De acordo com a minuta do decreto, a INB pode ter uma participação mínima inferior a 20%, excepcionalmente, se o estudo técnico-econômico demonstrar que “a manutenção desse percentual comprometeria a viabilidade econômica do empreendimento”.

Outros contratos
O contrato de parceria foi pensado para “projetos de maior vulto, complexidade ou que envolvam compartilhamento significativo de riscos e investimentos”. Isso inclui a implantação, expansão ou operação de unidades industriais “complexas” para mineração ou fabricação de combustível nuclear.

Outros modelos contratuais também estão previstos na regulação proposta. Um deles é o “contrato de pesquisa”, voltado à prospecção de minerais nucleares e estudos de viabilidade propostos e financiados pela iniciativa privada.

A minuta prevê ainda uma modalidade de contratação voltada para fornecimento de bens e serviços. Essa será aplicada em aquisições de insumos, equipamentos, serviços especializados e especialmente nas etapas do ciclo do combustível nuclear.

Estoques estratégicos
A minuta também regulamenta a manutenção de um “estoque estratégico” – volume mínimo de urânio a ser mantido para suprir eventuais necessidades do país. A ANSN (Autoridade Nacional de Segurança Nuclear) terá o papel de estabelecer os critérios técnicos e quantitativos para sua composição. Essa definição é aguardada pelo setor porque dará maior previsibilidade à dinâmica de exportação quando o país começar a acumular volume excedente, o que faz parte da estratégia da ENBPar e INB para elevar os investimentos. 

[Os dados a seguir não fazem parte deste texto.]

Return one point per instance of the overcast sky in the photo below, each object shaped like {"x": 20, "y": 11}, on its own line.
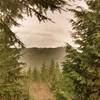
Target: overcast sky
{"x": 48, "y": 34}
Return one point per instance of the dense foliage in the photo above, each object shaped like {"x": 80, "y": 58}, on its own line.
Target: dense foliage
{"x": 82, "y": 65}
{"x": 11, "y": 78}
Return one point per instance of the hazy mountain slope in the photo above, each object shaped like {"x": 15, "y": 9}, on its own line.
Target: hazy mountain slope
{"x": 35, "y": 57}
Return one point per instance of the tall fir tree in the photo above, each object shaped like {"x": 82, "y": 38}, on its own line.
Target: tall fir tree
{"x": 82, "y": 65}
{"x": 10, "y": 67}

A minuta não indica qual seria o volume do estoque estratégico, mas define que ele será composto “por todo o inventário de minério e material nuclear da INB extraído, beneficiado ou parcialmente processado”, incluindo o que for produzido nos projetos com participação direta da INB e nos volumes importados adquiridos de fornecedores internacionais.

‘Subnotificação’
Fontes do governo ouvidas pela Agência iNFRA relatam que, publicado o decreto, a INB buscará parcerias para avançar em áreas onde já possui titularidade. A definição de regra, contam, deve desestimular os casos de “subnotificação” de urânio em depósitos registrados para outras substâncias, estimulando mineradoras a trabalharem juntas com a estatal.

Essa subnotificação existe uma vez que, quando confirmada a presença de substância nuclear, a ANM (Agência Nacional de Mineração) declara o bloqueio imediato da área para cumprir a regra do monopólio da União nessa atividade. A presença do mineral nuclear levaria muitos projetos existentes à paralisação e ao risco de perda do investimento realizado, se houvesse rigor na fiscalização. Sobre esse comando de bloqueio, a minuta de decreto define que em determinados casos as áreas deverão ser disponibilizadas para leilão da agência.